Centro América fue el blanco de uno de los huracanes más destructores en lo que va del año. El huracán Ida –primera vez que se utiliza este término para referirse a un huracán en el Océano Atlántico- se formó en el Mar Caribe. Su trayectoria y destrucción empezó por Nicaragua, avanzó por El Salvador y Honduras, y fue debilitándose en las costas de México, hasta llegar a Estados Unidos.
En Nicaragua, después del desbordamiento del Río Grande de Matagalpa, se evacuaron a ocho mil personas. No hubo víctimas mortales; sin embargo, los fuertes vientos destruyeron más de cincuenta viviendas y edificios. En Honduras y Cuba no se conocieron daños cuantiosos, pero sí el temor de las personas por el posible daño que el huracán –en esas alturas, ya en grado uno- podía causar en dichos países
No obstante, es El Salvador el país más afectado. Se contabilizaron 192 muertes a causa del problema climático. El Gobierno de este país junto con la ayuda de naciones allegadas, envío alrededor de 70000 gramos de reservas alimenticias. Los daños materiales fueron incalculables.

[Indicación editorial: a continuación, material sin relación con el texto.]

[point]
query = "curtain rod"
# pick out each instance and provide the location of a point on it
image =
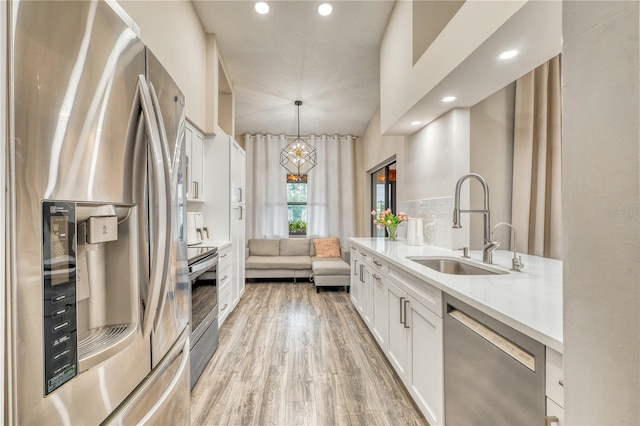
(301, 136)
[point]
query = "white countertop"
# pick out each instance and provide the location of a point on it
(529, 301)
(220, 244)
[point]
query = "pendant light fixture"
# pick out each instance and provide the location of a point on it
(298, 157)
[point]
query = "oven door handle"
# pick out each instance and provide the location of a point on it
(204, 265)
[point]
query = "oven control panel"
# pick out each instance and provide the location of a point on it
(59, 289)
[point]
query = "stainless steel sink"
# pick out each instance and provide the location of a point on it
(454, 266)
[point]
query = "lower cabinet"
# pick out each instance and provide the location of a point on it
(554, 387)
(224, 278)
(426, 369)
(409, 332)
(380, 312)
(398, 337)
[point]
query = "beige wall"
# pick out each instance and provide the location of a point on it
(403, 84)
(436, 157)
(601, 186)
(173, 32)
(492, 158)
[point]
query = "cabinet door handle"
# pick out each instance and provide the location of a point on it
(406, 321)
(186, 166)
(548, 420)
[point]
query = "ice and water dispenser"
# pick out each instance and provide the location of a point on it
(91, 285)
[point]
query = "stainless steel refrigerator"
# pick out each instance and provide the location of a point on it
(97, 286)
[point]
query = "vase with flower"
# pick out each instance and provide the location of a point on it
(386, 219)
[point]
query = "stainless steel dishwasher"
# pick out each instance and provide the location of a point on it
(493, 374)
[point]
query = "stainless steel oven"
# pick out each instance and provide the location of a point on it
(204, 308)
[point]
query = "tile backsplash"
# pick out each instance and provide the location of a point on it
(438, 211)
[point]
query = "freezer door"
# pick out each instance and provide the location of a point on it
(164, 397)
(173, 313)
(73, 137)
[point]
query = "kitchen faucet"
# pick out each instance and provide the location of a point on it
(516, 263)
(489, 246)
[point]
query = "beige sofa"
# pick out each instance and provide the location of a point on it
(295, 258)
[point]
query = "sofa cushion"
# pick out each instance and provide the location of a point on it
(330, 266)
(278, 262)
(294, 247)
(327, 247)
(264, 247)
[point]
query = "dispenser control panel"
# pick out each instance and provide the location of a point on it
(59, 289)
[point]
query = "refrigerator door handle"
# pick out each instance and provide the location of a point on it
(162, 400)
(167, 195)
(157, 265)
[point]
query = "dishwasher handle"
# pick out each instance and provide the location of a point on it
(499, 341)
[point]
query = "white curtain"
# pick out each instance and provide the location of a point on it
(537, 156)
(331, 189)
(266, 187)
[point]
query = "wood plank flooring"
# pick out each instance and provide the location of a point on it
(289, 356)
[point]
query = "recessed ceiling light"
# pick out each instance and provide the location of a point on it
(262, 8)
(325, 9)
(508, 54)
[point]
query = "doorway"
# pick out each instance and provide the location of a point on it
(383, 194)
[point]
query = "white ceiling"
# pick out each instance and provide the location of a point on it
(332, 64)
(329, 63)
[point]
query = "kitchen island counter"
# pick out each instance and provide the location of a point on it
(529, 301)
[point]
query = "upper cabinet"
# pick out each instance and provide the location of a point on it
(194, 148)
(220, 118)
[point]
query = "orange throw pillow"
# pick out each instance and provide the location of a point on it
(327, 247)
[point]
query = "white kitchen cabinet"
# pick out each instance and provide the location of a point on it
(403, 314)
(224, 278)
(194, 147)
(554, 385)
(425, 377)
(238, 258)
(555, 414)
(224, 211)
(380, 315)
(355, 273)
(362, 291)
(398, 337)
(238, 173)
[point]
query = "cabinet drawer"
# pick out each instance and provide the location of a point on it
(365, 256)
(224, 259)
(554, 388)
(224, 301)
(378, 264)
(554, 411)
(224, 275)
(425, 293)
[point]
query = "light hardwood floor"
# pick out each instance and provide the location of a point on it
(290, 356)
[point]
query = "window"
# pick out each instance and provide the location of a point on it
(383, 194)
(297, 204)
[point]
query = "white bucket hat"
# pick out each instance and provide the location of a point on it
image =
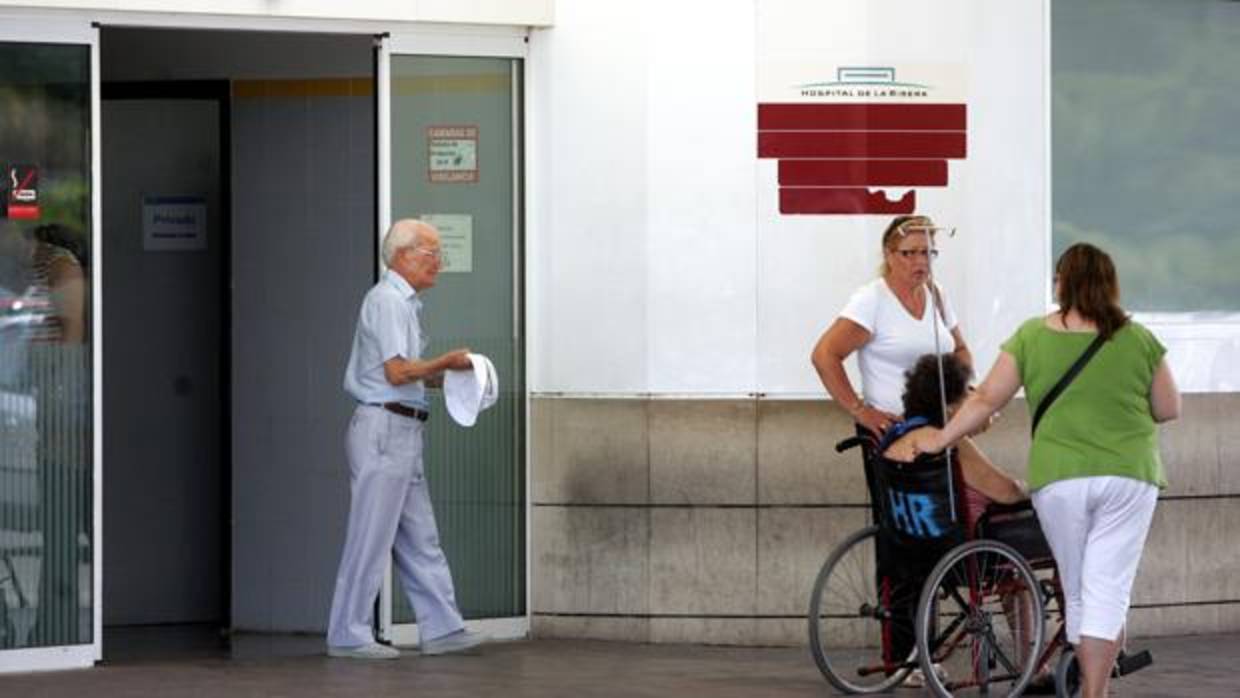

El huracán Ida se debilitó en las costas mexicanas. El Golfo de Yucatán es el único lugar que tuvo evacuaciones de turistas y pescadores de la zona. Ida no dejó daños materiales en México. Su recorrido terminó al llegar a la costa de Alabama en Estados Unidos. Más allá del temor que invadió a Centro América, el huracán Ida cobró la vida de 192 personas y destruyó un centenar de viviendas.